There are two types of modern cookie files - persistent and third-party. The first type is classic cookies that are downloaded to the user's device and stored there for an unlimited period (or limited by the site owners as they can set the "expire date" of their cookies). Third-party cookies are not stored by the user but are sent to third-party resources. These include various traffic counters (Google Analytics, Yandex Metrica), browser scripts, etc.
Use of cookie files
Personal data of cookies make the interaction between users and sites much faster and more convenient. These files are helpful in the performance of common activities such as:
- Automatic authorization. Cookies make it possible to keep users authorized in their accounts on the sites i.e. the users do not have to enter their login/password every time they visit these sites. This information is transmitted from the browser to the server in encrypted form when opening the site, so you immediately get access to your account without authorization.
- Custom settings. Cookies settings help sites to store information about design styles, languages, currencies, and other parameters preferred by their users. And this greatly simplifies and speeds up the work with sites, as the visitors do not need to spend time changing settings every time they enter the site.
- Internet commerce. Cookies store a lot of important data from online stores like products added to the cart, compared items, etc. Based on this information, buyers can continue their pending purchases, and sellers can send emails, reminders about products in the cart, or offers with a selection of similar products.
Thus, cookies are an integral part of the modern internet. They make Internet surfing more comfortable, and website pages load much quicker since many visitors had to enter a username/password and log in manually. At the same time, site owners are obliged to ask the users’ permission to send them cookies. This provision is governed by the well-known GDPR law in the European Union and other similar laws in other countries.
Cookies and safety
Some Internet users consider cookies to be explicitly or potentially dangerous as if they can be used to steal personal information, spy on website visitors, or "clog" their devices with intrusive ads.
Cookies do not pose any danger, since they are plain text files with .txt-extension, that save your user settings from different sites. Moreover, all stored information is encrypted, and the files themselves are transferred from the site to the user's device and back via the encrypted HTTPS protocol.

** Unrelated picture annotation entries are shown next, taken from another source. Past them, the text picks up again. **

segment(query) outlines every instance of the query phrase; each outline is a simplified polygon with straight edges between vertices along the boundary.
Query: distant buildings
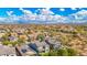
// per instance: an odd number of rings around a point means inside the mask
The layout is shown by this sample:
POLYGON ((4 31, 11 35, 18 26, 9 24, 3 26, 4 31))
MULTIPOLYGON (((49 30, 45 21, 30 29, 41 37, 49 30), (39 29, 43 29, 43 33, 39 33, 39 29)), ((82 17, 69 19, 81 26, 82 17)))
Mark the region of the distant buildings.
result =
POLYGON ((15 48, 0 44, 0 56, 17 56, 15 48))

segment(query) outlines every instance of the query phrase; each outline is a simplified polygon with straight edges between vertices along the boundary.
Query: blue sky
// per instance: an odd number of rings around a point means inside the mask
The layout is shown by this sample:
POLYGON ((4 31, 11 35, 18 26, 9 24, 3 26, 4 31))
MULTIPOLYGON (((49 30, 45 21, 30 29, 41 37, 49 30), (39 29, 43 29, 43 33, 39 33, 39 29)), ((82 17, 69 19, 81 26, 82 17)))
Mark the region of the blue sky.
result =
POLYGON ((87 22, 87 8, 0 8, 0 23, 69 22, 87 22))
MULTIPOLYGON (((37 9, 43 9, 43 8, 23 8, 25 10, 30 10, 33 13, 39 13, 35 12, 37 9)), ((59 15, 69 15, 72 13, 76 13, 80 10, 87 10, 87 8, 51 8, 50 9, 52 12, 54 12, 55 14, 59 14, 59 15)), ((15 15, 22 15, 23 12, 21 10, 19 10, 19 8, 0 8, 0 17, 8 17, 7 11, 13 11, 13 14, 15 15)))

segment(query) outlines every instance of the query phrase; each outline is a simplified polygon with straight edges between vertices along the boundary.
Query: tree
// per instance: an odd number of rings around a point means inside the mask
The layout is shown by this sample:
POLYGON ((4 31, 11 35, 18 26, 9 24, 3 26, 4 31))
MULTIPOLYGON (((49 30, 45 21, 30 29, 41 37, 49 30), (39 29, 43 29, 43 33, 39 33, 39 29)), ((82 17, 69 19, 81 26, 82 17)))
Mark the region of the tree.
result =
POLYGON ((76 56, 77 52, 74 48, 67 48, 68 56, 76 56))
POLYGON ((40 42, 44 41, 45 36, 43 34, 39 34, 36 40, 40 40, 40 42))

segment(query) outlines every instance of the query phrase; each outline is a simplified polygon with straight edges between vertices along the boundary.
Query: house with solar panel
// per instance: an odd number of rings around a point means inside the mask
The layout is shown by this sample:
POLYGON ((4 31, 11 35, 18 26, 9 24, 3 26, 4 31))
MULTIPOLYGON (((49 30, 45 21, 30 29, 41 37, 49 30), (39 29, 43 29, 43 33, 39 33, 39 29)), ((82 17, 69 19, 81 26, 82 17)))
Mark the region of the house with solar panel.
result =
POLYGON ((34 41, 15 46, 15 52, 18 56, 39 56, 40 53, 47 53, 52 48, 59 48, 61 46, 61 42, 54 42, 53 40, 34 41))
POLYGON ((15 47, 0 44, 0 56, 17 56, 15 47))

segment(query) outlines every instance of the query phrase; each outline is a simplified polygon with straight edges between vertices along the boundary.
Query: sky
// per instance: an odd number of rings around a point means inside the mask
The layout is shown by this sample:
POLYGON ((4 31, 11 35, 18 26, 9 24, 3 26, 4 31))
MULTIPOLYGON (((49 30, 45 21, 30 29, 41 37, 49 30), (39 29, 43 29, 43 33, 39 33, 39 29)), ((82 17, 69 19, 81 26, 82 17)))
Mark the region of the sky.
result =
POLYGON ((87 23, 87 8, 0 8, 0 23, 87 23))
MULTIPOLYGON (((36 10, 43 9, 43 8, 23 8, 25 10, 30 10, 33 13, 39 13, 36 10)), ((76 13, 80 10, 87 10, 87 8, 51 8, 50 9, 55 14, 59 15, 69 15, 72 13, 76 13)), ((13 11, 13 14, 15 15, 22 15, 23 12, 20 10, 20 8, 0 8, 0 17, 8 17, 7 11, 13 11)))

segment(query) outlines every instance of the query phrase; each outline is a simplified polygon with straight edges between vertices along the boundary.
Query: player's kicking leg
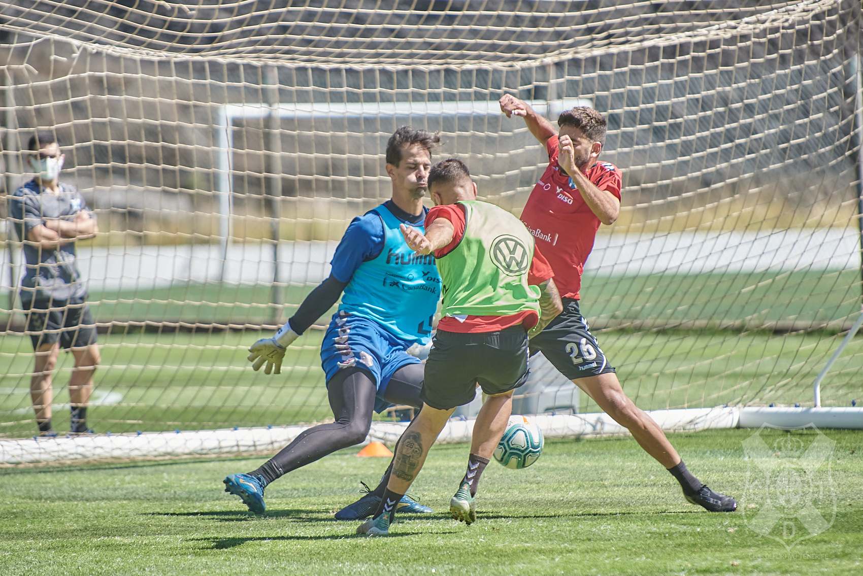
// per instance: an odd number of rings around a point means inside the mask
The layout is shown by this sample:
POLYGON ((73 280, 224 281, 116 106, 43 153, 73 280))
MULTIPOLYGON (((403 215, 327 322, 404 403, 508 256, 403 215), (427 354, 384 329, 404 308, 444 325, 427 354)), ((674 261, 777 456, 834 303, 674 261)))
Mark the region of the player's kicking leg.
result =
POLYGON ((480 477, 491 461, 501 437, 507 431, 507 423, 513 412, 513 391, 489 396, 482 404, 470 441, 468 469, 458 485, 458 490, 450 500, 452 517, 465 524, 476 522, 476 489, 480 477))
MULTIPOLYGON (((387 384, 384 400, 391 404, 421 407, 423 402, 419 399, 419 391, 423 385, 423 368, 422 364, 408 364, 396 371, 387 384)), ((401 438, 399 441, 401 441, 401 438)), ((398 448, 397 442, 394 452, 398 452, 398 448)), ((394 460, 394 454, 377 487, 375 490, 368 490, 366 486, 368 491, 359 500, 336 512, 336 520, 362 520, 375 513, 387 490, 394 460)), ((405 494, 397 504, 397 509, 400 512, 410 514, 428 514, 433 511, 428 506, 419 504, 416 497, 412 497, 410 494, 405 494)))
POLYGON ((590 334, 577 300, 564 298, 564 312, 531 341, 531 349, 541 351, 604 412, 628 429, 639 445, 677 479, 689 502, 711 512, 737 509, 733 498, 715 492, 692 475, 659 425, 626 395, 614 368, 608 366, 590 334))
POLYGON ((385 535, 398 510, 397 504, 407 493, 417 474, 423 467, 429 448, 444 429, 455 408, 437 410, 428 404, 422 410, 405 433, 401 435, 394 458, 393 473, 384 491, 375 517, 356 529, 357 534, 385 535))
POLYGON ((680 483, 684 498, 711 512, 733 512, 734 498, 710 490, 687 470, 659 425, 626 395, 617 374, 607 373, 573 380, 602 411, 626 428, 645 451, 665 466, 680 483))

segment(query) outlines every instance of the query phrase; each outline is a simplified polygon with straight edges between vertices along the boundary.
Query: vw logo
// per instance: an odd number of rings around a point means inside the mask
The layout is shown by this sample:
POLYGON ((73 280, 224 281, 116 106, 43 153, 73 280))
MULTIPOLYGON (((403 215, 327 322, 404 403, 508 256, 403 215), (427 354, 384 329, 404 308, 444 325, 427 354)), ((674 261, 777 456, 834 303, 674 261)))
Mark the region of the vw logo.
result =
POLYGON ((527 248, 515 236, 503 235, 491 244, 491 260, 503 273, 517 276, 530 266, 527 248))

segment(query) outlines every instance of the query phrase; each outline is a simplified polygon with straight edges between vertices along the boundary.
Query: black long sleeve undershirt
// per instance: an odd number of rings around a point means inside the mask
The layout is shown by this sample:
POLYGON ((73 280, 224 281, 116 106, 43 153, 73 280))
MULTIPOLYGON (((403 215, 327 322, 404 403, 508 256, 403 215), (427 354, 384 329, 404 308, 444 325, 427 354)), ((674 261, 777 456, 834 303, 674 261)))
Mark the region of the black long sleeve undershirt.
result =
POLYGON ((309 326, 315 323, 336 304, 347 285, 347 282, 337 280, 332 276, 321 282, 306 297, 303 304, 297 309, 297 313, 288 319, 291 329, 297 334, 309 329, 309 326))

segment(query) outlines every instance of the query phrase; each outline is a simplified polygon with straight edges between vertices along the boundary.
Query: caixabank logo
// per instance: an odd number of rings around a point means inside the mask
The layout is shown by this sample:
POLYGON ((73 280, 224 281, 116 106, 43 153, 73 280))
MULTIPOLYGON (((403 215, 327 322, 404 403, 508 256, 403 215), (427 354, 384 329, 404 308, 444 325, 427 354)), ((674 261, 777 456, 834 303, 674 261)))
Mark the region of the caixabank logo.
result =
POLYGON ((814 424, 780 428, 764 424, 743 441, 746 526, 787 549, 824 532, 836 518, 831 465, 836 442, 814 424))

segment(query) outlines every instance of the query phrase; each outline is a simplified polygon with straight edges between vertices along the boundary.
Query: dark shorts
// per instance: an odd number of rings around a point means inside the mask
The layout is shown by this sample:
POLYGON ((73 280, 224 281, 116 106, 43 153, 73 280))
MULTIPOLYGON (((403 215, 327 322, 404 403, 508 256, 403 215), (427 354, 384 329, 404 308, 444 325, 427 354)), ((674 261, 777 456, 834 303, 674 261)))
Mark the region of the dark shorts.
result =
POLYGON ((63 348, 96 343, 96 322, 86 303, 36 299, 22 301, 22 304, 27 313, 27 331, 34 350, 58 341, 63 348))
POLYGON ((564 311, 531 339, 531 355, 542 352, 570 380, 614 372, 590 327, 578 310, 578 300, 564 298, 564 311))
POLYGON ((492 395, 526 381, 527 333, 521 324, 500 332, 438 330, 419 398, 432 408, 450 410, 473 400, 477 383, 492 395))

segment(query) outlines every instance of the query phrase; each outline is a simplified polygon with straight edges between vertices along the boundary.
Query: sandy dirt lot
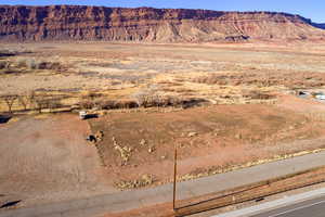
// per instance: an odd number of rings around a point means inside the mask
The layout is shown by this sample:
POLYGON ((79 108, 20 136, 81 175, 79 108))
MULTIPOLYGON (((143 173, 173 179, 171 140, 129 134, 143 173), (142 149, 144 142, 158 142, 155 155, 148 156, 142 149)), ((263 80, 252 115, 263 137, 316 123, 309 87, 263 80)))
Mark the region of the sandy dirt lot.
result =
POLYGON ((1 97, 36 93, 25 107, 17 98, 13 112, 35 114, 35 97, 60 95, 60 106, 100 114, 0 125, 0 200, 31 205, 161 184, 171 179, 174 145, 180 180, 325 148, 325 103, 295 95, 325 91, 324 44, 0 46, 16 51, 0 56, 1 97), (180 103, 145 107, 139 94, 180 103), (90 131, 103 131, 102 141, 89 145, 90 131))
POLYGON ((76 115, 21 117, 0 125, 0 197, 20 206, 107 193, 88 125, 76 115))
MULTIPOLYGON (((127 188, 131 180, 141 180, 144 175, 164 183, 172 178, 174 145, 179 149, 180 179, 325 148, 324 122, 295 113, 294 106, 283 108, 282 100, 275 105, 114 113, 90 120, 90 125, 93 132, 104 131, 105 137, 96 146, 113 184, 127 188)), ((296 103, 303 106, 306 100, 298 99, 296 103)), ((325 104, 316 104, 324 111, 325 104)))

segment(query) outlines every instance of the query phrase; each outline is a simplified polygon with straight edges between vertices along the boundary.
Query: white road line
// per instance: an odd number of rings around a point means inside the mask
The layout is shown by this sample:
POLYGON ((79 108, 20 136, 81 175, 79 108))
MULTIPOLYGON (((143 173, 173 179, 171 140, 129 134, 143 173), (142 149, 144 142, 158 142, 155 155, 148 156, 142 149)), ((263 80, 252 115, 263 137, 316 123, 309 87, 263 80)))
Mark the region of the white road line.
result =
POLYGON ((276 208, 286 207, 289 205, 295 205, 298 203, 301 203, 303 201, 311 200, 315 196, 324 196, 325 195, 325 188, 323 189, 316 189, 313 191, 291 195, 291 196, 285 196, 283 199, 278 199, 275 201, 265 202, 259 205, 242 208, 242 209, 235 209, 229 213, 223 213, 216 215, 213 217, 248 217, 252 215, 258 215, 270 210, 274 210, 276 208))
POLYGON ((284 214, 292 213, 292 212, 295 212, 295 210, 300 210, 300 209, 308 208, 308 207, 312 207, 312 206, 315 206, 315 205, 318 205, 318 204, 323 204, 323 203, 325 203, 325 200, 324 200, 324 201, 320 201, 320 202, 317 202, 317 203, 313 203, 313 204, 300 206, 300 207, 297 207, 297 208, 292 208, 292 209, 289 209, 289 210, 285 210, 285 212, 282 212, 282 213, 278 213, 278 214, 275 214, 275 215, 272 215, 272 216, 269 216, 269 217, 281 216, 281 215, 284 215, 284 214))

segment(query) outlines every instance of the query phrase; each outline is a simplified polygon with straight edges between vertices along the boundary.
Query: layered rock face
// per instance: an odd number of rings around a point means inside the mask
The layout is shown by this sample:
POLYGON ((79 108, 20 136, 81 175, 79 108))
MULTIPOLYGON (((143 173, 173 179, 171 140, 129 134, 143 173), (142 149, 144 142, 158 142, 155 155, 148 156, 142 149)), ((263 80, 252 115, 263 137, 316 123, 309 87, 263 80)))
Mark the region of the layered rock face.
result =
POLYGON ((0 5, 2 40, 204 42, 325 39, 298 15, 183 9, 0 5))

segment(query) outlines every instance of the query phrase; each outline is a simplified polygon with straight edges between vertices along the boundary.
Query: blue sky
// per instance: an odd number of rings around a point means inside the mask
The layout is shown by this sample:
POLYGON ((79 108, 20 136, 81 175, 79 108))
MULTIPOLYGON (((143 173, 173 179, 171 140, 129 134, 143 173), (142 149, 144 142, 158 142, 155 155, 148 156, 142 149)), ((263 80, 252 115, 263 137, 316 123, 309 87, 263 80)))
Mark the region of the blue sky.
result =
POLYGON ((278 11, 300 14, 325 23, 324 0, 0 0, 0 4, 90 4, 106 7, 154 7, 220 11, 278 11))

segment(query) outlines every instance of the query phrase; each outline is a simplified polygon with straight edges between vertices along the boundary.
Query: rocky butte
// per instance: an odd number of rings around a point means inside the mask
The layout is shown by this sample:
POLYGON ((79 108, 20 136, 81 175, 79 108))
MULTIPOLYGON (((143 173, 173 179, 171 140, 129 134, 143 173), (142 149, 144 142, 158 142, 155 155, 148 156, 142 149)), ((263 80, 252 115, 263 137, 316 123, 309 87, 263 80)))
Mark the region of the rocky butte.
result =
POLYGON ((0 40, 8 41, 323 40, 325 30, 318 27, 299 15, 274 12, 0 5, 0 40))

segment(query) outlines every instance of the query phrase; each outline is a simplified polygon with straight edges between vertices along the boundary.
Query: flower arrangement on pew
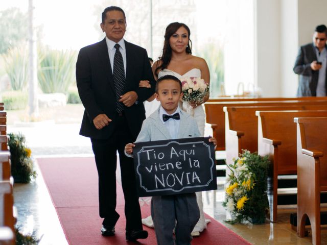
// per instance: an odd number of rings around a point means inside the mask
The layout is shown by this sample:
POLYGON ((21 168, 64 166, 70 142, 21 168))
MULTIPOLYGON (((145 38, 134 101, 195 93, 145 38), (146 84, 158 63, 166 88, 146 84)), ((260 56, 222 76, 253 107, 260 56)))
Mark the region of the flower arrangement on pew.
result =
POLYGON ((36 177, 33 170, 31 149, 26 145, 25 136, 20 133, 9 134, 11 175, 16 183, 29 183, 36 177))
POLYGON ((202 103, 204 95, 209 91, 208 84, 200 78, 183 77, 180 81, 184 94, 183 101, 202 103))
POLYGON ((242 150, 233 163, 227 166, 230 174, 223 206, 230 213, 231 224, 265 223, 269 209, 267 178, 269 161, 256 153, 242 150))

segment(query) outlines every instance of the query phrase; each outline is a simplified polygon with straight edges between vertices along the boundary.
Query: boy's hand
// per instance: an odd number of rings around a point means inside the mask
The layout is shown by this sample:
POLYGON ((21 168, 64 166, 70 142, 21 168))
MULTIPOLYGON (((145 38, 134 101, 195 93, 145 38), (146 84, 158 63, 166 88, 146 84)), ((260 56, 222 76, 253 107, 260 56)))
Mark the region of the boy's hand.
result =
POLYGON ((214 137, 209 138, 209 142, 212 142, 213 143, 214 143, 214 144, 215 145, 215 150, 216 150, 216 148, 217 147, 217 139, 216 139, 216 138, 214 137))
POLYGON ((125 151, 126 153, 132 155, 133 154, 133 148, 135 147, 135 144, 132 143, 129 143, 125 146, 125 151))

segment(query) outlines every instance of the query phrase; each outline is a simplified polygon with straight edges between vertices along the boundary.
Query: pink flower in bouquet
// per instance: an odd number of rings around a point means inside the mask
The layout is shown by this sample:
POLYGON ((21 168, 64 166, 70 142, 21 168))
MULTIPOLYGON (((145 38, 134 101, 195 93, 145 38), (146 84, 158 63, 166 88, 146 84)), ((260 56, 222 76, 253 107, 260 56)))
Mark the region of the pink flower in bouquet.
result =
POLYGON ((196 103, 201 103, 203 101, 203 97, 209 89, 208 84, 205 83, 203 79, 201 78, 182 77, 180 80, 184 93, 184 101, 196 103))

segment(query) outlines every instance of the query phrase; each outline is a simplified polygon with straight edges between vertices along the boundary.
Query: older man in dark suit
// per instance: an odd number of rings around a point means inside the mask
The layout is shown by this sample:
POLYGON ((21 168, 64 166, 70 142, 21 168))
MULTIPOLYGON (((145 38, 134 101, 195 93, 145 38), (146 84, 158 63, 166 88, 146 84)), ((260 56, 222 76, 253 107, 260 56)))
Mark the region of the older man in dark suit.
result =
POLYGON ((313 43, 301 46, 293 68, 299 75, 297 96, 326 96, 327 88, 327 27, 318 26, 313 43))
POLYGON ((115 211, 116 151, 119 153, 125 200, 126 239, 146 238, 136 191, 132 160, 124 154, 134 142, 145 111, 143 102, 154 92, 155 81, 146 51, 123 39, 126 17, 111 6, 102 13, 102 41, 81 49, 76 63, 78 91, 85 107, 80 134, 91 138, 99 176, 101 233, 114 235, 119 217, 115 211), (151 88, 139 88, 147 80, 151 88))

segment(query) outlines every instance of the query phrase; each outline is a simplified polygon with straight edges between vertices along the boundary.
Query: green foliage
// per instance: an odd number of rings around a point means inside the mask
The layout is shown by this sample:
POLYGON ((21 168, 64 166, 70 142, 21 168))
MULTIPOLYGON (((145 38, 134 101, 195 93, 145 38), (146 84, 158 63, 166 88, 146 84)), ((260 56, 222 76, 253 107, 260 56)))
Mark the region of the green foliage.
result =
POLYGON ((15 182, 29 183, 36 177, 33 169, 31 150, 26 146, 25 136, 21 133, 9 134, 11 174, 15 182))
POLYGON ((66 93, 75 81, 77 58, 73 51, 39 49, 38 79, 43 93, 66 93))
POLYGON ((35 237, 35 232, 31 235, 23 235, 18 229, 15 228, 15 234, 16 235, 16 245, 37 245, 40 241, 35 237))
POLYGON ((81 104, 81 98, 78 94, 78 91, 77 90, 70 90, 68 91, 68 99, 67 99, 67 103, 68 104, 81 104))
POLYGON ((223 93, 221 91, 221 85, 224 82, 223 50, 217 43, 209 43, 198 53, 205 60, 210 71, 210 97, 217 97, 223 93))
POLYGON ((3 56, 5 70, 8 75, 11 88, 22 90, 28 81, 28 56, 26 45, 10 48, 3 56))
POLYGON ((27 13, 18 8, 11 8, 0 12, 0 54, 6 53, 27 37, 27 13))
POLYGON ((225 201, 223 205, 234 218, 228 222, 247 220, 262 224, 269 208, 267 197, 267 178, 269 164, 268 156, 263 157, 243 150, 240 157, 228 167, 225 201))
POLYGON ((24 109, 28 103, 28 94, 26 91, 8 91, 1 94, 2 102, 7 110, 24 109))

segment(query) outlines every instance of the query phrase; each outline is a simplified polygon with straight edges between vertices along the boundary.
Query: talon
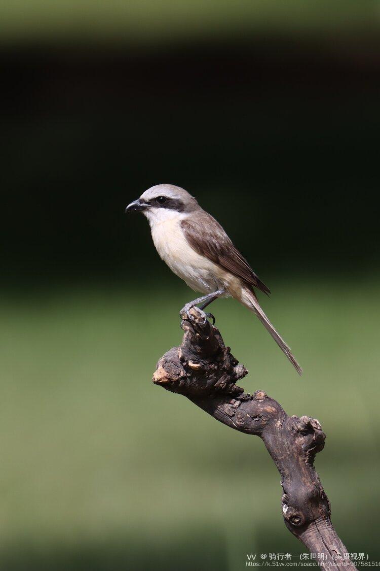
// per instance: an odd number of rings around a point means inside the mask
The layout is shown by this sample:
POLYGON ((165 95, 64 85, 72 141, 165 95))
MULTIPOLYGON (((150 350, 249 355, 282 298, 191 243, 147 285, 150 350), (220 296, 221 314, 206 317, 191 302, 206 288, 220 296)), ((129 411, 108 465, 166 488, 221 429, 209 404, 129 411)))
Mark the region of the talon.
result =
POLYGON ((213 314, 212 313, 205 313, 205 315, 206 315, 206 317, 208 319, 212 319, 213 320, 213 325, 215 325, 215 318, 213 315, 213 314))

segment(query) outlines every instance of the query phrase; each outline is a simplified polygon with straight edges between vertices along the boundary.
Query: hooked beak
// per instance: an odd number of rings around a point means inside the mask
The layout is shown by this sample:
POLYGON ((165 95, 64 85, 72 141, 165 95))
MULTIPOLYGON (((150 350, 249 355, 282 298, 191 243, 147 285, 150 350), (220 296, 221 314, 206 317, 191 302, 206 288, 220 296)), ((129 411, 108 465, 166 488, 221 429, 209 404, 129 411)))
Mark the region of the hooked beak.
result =
POLYGON ((141 212, 143 210, 146 210, 148 206, 150 206, 147 202, 144 202, 141 198, 138 198, 137 200, 134 200, 125 208, 125 214, 127 212, 141 212))

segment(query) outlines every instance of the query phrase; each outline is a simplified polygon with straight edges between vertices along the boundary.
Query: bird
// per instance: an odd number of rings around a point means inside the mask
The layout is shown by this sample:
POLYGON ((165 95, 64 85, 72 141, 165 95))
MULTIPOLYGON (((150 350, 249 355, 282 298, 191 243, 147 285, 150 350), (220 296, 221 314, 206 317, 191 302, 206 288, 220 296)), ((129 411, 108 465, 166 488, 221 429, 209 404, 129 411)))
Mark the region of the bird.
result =
POLYGON ((203 309, 218 297, 232 297, 255 314, 299 375, 302 368, 259 303, 255 289, 271 292, 234 246, 223 227, 187 191, 174 184, 157 184, 131 202, 125 212, 141 212, 148 219, 153 243, 170 270, 195 291, 203 293, 186 303, 180 315, 205 322, 203 309), (197 307, 198 306, 198 307, 197 307))

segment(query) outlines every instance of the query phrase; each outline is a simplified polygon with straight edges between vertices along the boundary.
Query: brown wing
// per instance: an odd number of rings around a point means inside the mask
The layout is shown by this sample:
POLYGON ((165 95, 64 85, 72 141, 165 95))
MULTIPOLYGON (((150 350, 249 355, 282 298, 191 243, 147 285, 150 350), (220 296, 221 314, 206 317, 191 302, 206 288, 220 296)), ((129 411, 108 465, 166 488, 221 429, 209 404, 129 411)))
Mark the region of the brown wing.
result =
POLYGON ((195 252, 240 278, 246 283, 271 292, 256 275, 247 260, 236 250, 219 222, 205 212, 197 211, 191 219, 181 222, 185 238, 195 252))

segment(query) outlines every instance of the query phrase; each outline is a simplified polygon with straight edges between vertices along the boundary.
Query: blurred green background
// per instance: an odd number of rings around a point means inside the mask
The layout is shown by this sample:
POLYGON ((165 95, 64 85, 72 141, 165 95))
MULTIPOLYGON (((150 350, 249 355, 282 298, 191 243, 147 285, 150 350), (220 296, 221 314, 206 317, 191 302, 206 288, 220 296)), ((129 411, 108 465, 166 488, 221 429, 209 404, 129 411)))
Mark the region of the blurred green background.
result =
POLYGON ((125 206, 187 188, 271 288, 226 344, 326 432, 351 552, 380 559, 378 2, 5 2, 2 569, 235 570, 299 553, 261 441, 151 383, 193 292, 125 206))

However, since cookies are stored on users' computers and smartphones, they can also be stolen by intruders, like any other personal data. To minimize the risks, experts recommend adhering to the basic rules of safe Internet surfing. Namely, do not visit sites that use an unsecured connection (HTTP instead of HTTPS), visit questionable resources only in "incognito" mode and never enter personal data there, and install only known and proven browser extensions.
Cookies and personal data protection
Since cookies are personal data, all sites must request the permission of visitors to install them. Otherwise, their owners face a fine or even a complete blocking of the resource.
- Types of personal data that the site collects
- The ways of storage and use of this data
- The purpose of collecting and processing information about users
- The list of situations when this data can be transferred to third parties
- The way the users can change or delete personal data
Cookies are files with personal data of site users that contain information about their logins and passwords, the items added to the cart or comparison, and various site settings like currency, language, design theme, etc. Cookies are transmitted by the web server and stored in the Internet browser on the user's device. They simplify and speed up surfing and online shopping.